Zedlist – Part Twelve
Colin had strong views on many subjects; he’d made an entire career from doing so. He had been hosting a popular radio chat show now for over fifteen years. Millions of listeners tuned in to hear his opinions on all kinds of subjects from Gay Marriage to Horse Meat in Cornish Pasties. Some people viewed him as a bigot and a dinosaur, some thought he was a voice of the every man, and some viewed him as parody: “He totally knows what he’s doing, it’s very post modern”. Colin was very aware of these people and he thought they were all “fucking wankers”. However people chose to perceive Colin’s personality, the fact was that he always got great listening figures. The controversy around his outlandish views on sensitive topics only helped to fuel his growing popularity. He was like the Jeremy-Clarkson-Meets-Alf-Garnet of the radio broadcasting world.
Amy had tried her best to stay under the radar as far as the press and media where concerned. She had no interest whatsoever in cashing in on her dad’s celebrity status.
Amy drove her mother to the doctors and sat in the waiting room, she was seated next to an elderly gentleman who kept coughing without covering his mouth. She looked around the room at the posters. After exhausting the reading material on the wall she picked up a woman’s magazine and started perusing the pages. She didn’t often read anything like it, but was curious from a sociological point of view. It had all of the regular stories of women being too thin or too fat, celebrity break ups and fashion dos and don’ts. Someone had drawn a moustache on Carmen Diaz and in a weird kind of way it almost suited her. She imagined her in a top hat and a cane, doing the Charleston with a row of chorus girls behind her. This brought a smile to Amy’s face. “You look pretty when you smile,” a voice said from doorway. Looking up she saw that it was her mum.
“I can’t remember the last time I saw you happy”, Mad was noticeably more lucid than usual.
“What did the doctor say?” asked Amy.
“My blood pressure is normal and they said that they will do some blood tests and let me know,” Mad said.
“And how are you feeling?”
“I’m OK, but I’m exhausted, everything is a struggle at the moment. Just getting out of bed seems difficult. I’m sure I’ll be okay when I’ve had some rest.” Mad wasn’t convincing either of them.
Amy drove back from Chelmsford through the winding country lanes of Essex, she liked driving at this time of day. There was no congestion and the boy racers were either at work or still in bed. When they got home Mad took her pills straight away and rested in the front room while Amy made lunch. Mad was staring at her food, the medication affected her appetite. After a few bites she went back up to bed.
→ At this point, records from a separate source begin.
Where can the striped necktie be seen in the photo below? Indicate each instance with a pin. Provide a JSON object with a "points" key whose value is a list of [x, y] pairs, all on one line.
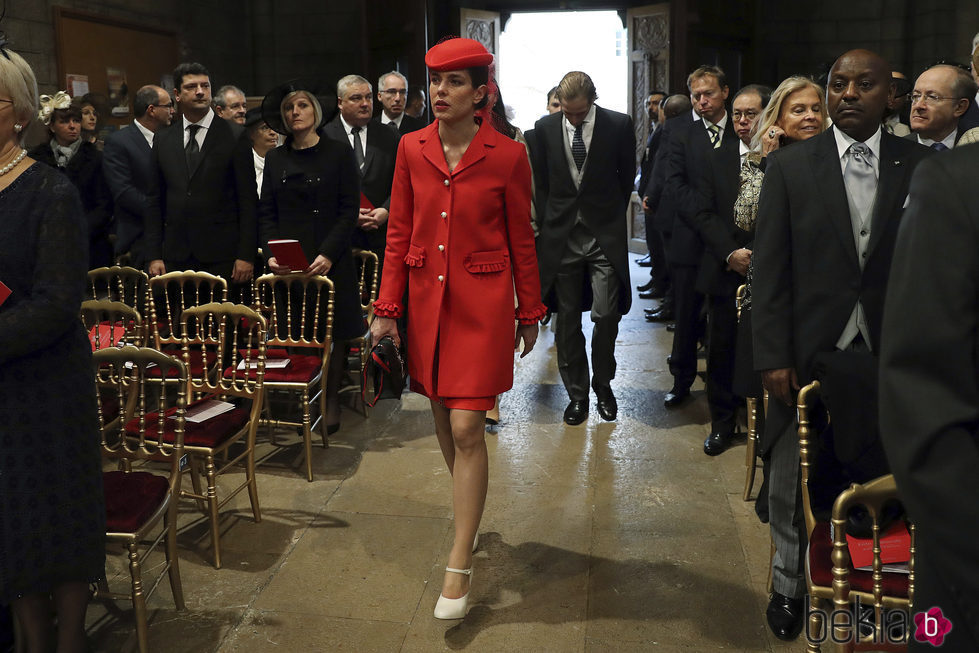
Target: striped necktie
{"points": [[578, 148], [715, 136]]}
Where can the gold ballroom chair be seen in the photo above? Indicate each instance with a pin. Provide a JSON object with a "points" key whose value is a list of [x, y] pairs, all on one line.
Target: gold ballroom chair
{"points": [[831, 581], [225, 335], [358, 349], [136, 501], [171, 294], [300, 313]]}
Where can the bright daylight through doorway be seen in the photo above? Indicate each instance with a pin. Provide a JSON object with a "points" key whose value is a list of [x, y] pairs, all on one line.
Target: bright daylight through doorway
{"points": [[536, 50]]}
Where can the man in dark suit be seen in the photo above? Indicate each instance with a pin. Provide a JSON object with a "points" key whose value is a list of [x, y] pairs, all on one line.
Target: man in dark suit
{"points": [[656, 256], [677, 112], [193, 216], [939, 100], [724, 264], [392, 91], [686, 162], [828, 216], [584, 169], [929, 399], [128, 164], [375, 148]]}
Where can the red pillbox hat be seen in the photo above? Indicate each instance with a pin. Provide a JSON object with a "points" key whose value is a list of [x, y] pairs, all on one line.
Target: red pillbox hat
{"points": [[457, 54]]}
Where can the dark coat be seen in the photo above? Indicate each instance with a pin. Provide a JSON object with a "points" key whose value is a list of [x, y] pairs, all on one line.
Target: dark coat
{"points": [[313, 196], [602, 198], [128, 163], [929, 394], [85, 172], [198, 216], [715, 223], [686, 161]]}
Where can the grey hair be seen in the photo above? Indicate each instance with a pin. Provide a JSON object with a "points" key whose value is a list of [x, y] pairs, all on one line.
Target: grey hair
{"points": [[220, 101], [350, 80], [18, 80], [380, 80]]}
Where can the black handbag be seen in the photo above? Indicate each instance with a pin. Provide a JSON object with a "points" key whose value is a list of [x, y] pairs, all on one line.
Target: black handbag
{"points": [[384, 374]]}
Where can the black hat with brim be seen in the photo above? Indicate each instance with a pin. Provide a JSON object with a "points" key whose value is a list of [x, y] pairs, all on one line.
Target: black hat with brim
{"points": [[271, 105]]}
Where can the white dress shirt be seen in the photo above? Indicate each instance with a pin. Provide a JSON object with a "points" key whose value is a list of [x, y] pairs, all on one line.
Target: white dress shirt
{"points": [[205, 124]]}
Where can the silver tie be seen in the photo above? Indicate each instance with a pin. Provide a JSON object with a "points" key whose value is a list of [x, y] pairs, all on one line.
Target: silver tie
{"points": [[860, 179]]}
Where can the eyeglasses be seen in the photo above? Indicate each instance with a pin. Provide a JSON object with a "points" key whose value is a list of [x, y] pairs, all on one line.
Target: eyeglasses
{"points": [[929, 98], [738, 115]]}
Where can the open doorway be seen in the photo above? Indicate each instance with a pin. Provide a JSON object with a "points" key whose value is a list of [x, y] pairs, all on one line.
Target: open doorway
{"points": [[537, 49]]}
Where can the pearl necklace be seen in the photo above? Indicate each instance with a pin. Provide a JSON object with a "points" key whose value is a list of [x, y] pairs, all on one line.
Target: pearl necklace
{"points": [[13, 164]]}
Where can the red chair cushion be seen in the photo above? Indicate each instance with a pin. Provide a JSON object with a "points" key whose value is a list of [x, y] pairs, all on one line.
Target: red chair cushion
{"points": [[196, 364], [821, 567], [130, 499], [301, 369], [209, 433]]}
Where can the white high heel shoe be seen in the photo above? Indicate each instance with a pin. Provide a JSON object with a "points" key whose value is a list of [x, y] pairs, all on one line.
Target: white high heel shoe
{"points": [[454, 608]]}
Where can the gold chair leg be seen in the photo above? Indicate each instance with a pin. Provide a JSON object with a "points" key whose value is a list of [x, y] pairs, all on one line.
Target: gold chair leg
{"points": [[173, 563], [212, 505], [752, 406], [139, 600]]}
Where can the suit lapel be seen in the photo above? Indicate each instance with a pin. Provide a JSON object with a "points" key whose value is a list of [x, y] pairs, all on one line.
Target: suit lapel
{"points": [[828, 174], [894, 170]]}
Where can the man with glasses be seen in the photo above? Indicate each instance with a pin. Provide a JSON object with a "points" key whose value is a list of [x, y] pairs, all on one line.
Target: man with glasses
{"points": [[940, 98], [127, 162], [375, 148], [392, 93]]}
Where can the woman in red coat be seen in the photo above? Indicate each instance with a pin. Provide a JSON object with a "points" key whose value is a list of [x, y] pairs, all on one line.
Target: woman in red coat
{"points": [[460, 227]]}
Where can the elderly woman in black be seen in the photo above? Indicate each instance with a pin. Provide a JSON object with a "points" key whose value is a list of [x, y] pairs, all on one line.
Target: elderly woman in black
{"points": [[52, 512], [81, 162], [311, 193]]}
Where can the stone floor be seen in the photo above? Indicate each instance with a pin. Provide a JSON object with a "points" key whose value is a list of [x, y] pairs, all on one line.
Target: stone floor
{"points": [[616, 536]]}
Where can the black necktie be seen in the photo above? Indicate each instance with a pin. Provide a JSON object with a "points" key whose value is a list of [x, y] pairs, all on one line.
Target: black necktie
{"points": [[192, 150], [358, 147], [578, 148]]}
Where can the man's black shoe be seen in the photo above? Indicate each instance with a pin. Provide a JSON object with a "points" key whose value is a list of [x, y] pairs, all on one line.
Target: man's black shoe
{"points": [[785, 616], [654, 292], [717, 443], [576, 412], [675, 397], [607, 407]]}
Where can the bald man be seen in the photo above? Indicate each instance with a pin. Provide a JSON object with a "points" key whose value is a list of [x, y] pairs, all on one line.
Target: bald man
{"points": [[828, 217]]}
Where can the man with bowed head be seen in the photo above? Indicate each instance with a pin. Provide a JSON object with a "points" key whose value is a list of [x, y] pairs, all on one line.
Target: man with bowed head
{"points": [[828, 216]]}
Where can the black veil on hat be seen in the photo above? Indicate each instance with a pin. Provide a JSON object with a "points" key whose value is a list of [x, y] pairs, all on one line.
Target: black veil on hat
{"points": [[325, 95]]}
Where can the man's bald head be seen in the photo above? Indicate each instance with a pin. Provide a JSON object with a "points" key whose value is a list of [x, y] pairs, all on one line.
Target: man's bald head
{"points": [[857, 93]]}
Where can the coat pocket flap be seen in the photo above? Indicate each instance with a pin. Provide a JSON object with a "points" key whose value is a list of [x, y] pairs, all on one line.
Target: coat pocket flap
{"points": [[479, 262], [415, 258]]}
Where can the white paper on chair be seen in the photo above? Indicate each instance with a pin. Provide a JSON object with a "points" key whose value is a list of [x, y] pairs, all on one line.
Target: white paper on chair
{"points": [[206, 410], [270, 364]]}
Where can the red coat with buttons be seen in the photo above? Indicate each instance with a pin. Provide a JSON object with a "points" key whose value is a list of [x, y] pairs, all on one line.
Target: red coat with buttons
{"points": [[462, 242]]}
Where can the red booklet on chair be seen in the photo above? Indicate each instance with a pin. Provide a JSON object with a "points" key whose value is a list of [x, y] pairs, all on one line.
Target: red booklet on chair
{"points": [[289, 253]]}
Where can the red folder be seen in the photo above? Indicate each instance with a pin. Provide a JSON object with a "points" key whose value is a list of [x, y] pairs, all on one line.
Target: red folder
{"points": [[895, 547], [289, 253]]}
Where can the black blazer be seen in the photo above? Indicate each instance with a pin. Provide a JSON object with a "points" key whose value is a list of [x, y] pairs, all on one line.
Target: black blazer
{"points": [[685, 165], [128, 163], [85, 172], [929, 394], [806, 274], [198, 216], [602, 198], [663, 203], [715, 222]]}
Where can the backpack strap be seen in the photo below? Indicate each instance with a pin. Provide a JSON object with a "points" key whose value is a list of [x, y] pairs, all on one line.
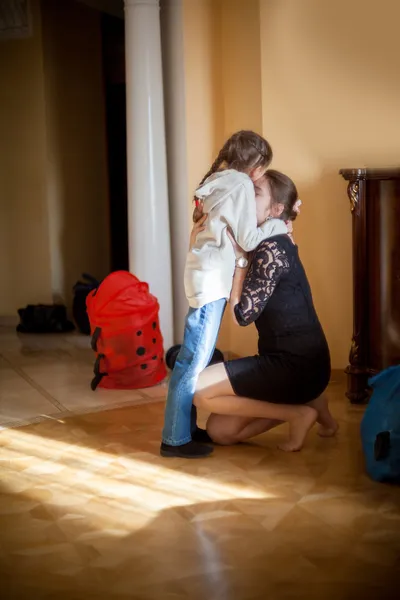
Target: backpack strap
{"points": [[98, 375]]}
Once Amy had done an hour of job-searching she decided to log into her twitter account. One of her pen-friends had tweeted a brief account of her recent holiday, with a link to pictures of Tuscany, and another was from Loveness who had made a comment about a young African stand-up comedian dying with the tag of #zedlist. Amy clicked on the tag to see other comments on the subject and found thousands.
That evening at dinner Amy mentioned the Zed List phenomenon to her father.
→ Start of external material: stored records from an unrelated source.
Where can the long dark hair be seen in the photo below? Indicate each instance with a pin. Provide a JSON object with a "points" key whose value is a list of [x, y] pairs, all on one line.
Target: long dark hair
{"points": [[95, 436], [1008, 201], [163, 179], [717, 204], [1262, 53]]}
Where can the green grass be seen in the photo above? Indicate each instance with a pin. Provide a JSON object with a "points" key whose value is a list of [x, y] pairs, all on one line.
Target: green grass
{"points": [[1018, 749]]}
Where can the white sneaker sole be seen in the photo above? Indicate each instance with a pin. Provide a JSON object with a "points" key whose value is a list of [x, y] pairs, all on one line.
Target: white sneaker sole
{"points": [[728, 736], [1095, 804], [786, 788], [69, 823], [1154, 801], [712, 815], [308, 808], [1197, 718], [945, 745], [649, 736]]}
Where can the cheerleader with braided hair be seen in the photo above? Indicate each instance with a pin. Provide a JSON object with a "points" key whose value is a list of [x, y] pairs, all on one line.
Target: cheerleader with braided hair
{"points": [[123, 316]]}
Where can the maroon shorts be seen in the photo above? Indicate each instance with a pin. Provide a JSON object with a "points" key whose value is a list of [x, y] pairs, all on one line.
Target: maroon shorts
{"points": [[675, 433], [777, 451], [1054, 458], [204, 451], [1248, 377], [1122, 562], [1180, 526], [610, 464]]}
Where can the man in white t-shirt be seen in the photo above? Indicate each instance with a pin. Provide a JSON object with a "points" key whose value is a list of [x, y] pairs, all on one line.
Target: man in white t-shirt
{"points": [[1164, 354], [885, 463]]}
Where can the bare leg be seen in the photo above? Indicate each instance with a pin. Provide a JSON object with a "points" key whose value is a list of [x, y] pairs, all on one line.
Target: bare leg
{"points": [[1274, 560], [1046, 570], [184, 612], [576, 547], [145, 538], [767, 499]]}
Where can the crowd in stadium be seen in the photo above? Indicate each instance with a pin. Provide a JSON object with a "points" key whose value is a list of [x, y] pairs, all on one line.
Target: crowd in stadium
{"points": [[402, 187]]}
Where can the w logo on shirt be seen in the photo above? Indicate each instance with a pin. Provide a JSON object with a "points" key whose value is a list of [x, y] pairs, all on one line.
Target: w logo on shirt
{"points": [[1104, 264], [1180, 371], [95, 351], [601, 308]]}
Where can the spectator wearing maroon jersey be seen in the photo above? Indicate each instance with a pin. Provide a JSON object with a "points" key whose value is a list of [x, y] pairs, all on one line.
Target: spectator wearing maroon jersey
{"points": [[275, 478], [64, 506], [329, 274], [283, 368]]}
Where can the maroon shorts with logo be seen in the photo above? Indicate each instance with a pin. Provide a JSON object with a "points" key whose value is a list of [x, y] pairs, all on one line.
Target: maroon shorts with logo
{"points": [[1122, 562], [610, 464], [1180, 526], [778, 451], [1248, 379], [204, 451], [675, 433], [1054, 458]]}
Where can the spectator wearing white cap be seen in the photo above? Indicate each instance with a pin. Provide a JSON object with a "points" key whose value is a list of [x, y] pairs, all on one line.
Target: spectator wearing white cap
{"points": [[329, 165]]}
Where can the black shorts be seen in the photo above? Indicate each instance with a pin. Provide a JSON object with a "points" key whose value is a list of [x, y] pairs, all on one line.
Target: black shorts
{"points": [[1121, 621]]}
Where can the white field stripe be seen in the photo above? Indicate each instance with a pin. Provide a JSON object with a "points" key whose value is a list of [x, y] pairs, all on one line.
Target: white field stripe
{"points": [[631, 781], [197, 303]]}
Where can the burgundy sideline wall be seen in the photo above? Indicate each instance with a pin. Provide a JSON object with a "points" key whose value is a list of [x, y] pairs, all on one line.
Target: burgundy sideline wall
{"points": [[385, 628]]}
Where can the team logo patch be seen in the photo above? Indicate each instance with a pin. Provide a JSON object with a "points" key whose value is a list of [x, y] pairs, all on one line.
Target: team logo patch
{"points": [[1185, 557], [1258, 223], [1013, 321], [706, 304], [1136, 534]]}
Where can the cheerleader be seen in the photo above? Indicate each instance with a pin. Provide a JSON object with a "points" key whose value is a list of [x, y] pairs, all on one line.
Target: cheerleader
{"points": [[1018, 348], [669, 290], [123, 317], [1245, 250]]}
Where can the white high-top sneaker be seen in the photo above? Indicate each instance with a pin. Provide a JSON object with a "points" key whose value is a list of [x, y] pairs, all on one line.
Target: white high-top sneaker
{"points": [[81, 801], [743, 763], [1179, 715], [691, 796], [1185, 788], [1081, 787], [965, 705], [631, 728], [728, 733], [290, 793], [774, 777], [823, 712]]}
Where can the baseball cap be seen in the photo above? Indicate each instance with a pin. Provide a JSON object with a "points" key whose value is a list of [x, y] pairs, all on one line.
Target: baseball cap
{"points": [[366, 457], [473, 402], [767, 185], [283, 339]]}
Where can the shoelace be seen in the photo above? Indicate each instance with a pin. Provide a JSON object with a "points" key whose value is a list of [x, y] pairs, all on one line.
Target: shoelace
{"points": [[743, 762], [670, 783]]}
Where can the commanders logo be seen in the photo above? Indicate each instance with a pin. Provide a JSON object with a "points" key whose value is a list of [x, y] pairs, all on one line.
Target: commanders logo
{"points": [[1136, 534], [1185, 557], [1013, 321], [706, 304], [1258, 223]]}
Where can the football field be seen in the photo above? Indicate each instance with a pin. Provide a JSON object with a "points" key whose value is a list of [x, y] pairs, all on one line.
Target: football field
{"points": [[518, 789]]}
“Did you know that there has been a massive increase in deaths of minor celebrities over the past few months” she said.
“What are you talking about now?” Colin said.
“Loads of people are talking about it online, and they are saying that celebrities are part of some kind of conspiracy or cult” she said.
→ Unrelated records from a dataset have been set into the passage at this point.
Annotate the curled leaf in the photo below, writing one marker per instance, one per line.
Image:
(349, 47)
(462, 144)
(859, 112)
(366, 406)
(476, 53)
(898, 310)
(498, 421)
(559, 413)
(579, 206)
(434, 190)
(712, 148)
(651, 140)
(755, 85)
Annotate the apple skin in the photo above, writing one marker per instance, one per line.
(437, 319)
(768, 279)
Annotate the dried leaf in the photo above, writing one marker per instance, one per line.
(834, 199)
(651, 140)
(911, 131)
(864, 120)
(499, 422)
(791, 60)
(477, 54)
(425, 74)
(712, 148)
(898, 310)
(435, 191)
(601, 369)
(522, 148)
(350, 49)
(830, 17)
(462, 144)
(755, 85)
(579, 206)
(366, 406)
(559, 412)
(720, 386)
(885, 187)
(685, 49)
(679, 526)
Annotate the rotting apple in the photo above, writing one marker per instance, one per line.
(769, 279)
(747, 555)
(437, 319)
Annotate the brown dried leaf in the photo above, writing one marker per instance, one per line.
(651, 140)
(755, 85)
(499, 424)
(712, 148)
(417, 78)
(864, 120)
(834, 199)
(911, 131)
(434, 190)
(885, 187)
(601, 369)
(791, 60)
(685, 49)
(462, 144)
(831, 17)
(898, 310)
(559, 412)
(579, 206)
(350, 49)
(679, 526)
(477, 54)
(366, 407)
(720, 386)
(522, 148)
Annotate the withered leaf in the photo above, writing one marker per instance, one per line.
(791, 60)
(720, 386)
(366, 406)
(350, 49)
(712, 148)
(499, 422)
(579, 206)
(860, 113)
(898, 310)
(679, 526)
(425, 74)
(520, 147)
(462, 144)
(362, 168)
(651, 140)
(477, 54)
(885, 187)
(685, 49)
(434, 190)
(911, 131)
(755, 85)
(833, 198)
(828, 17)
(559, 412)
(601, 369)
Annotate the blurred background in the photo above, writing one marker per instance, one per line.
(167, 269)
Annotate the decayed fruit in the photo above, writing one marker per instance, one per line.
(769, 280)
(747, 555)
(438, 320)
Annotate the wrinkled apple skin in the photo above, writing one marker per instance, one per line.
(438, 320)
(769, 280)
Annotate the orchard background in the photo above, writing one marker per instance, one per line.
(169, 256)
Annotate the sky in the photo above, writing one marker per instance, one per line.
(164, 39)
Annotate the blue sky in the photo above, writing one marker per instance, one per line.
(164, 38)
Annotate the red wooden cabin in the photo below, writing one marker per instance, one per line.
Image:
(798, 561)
“Give me a break. You need to watch what you read, instead of filling your head full of crap,” Colin said.
“I just thought you might want to know, being part of that world,” Amy said.
“Part of what world?” said Colin.
“Y’know, you see celebrities in your job everyday don’t you, I just thought you might have heard something about it”.
“Now you mention it Amy, there have been some weird meetings at work recently, we all get naked and start chanting and drawing penta-fucking-grams on the…”
“I’m sorry I said anything” Amy said and continued eating her dinner in silence.
“Ask a stupid bloody question…” Colin said, laughing with a mouthful of pork.
The next day on Colin’s radio show he was tackling the subject of privacy in the media, following the phone hacking scandals that had been an on-going issue.
“Where is the line here? Do celebrities sacrifice a level of privacy when they take on the role of fame, or should the media have respect their personal lives? The phone lines are now open.”
The callers came in, being vetted by Lindsay the show’s producer, and then were handed over to Colin live on the air. There were people on both sides of the argument. About twenty minutes into the segment Colin diverted from the main topic.
“My daughter told me about something last night, a thing that people are calling the Zed List. Idiots are claiming that celebrities are being possessed by demons. Does anyone know anything about this guff? You know the number.”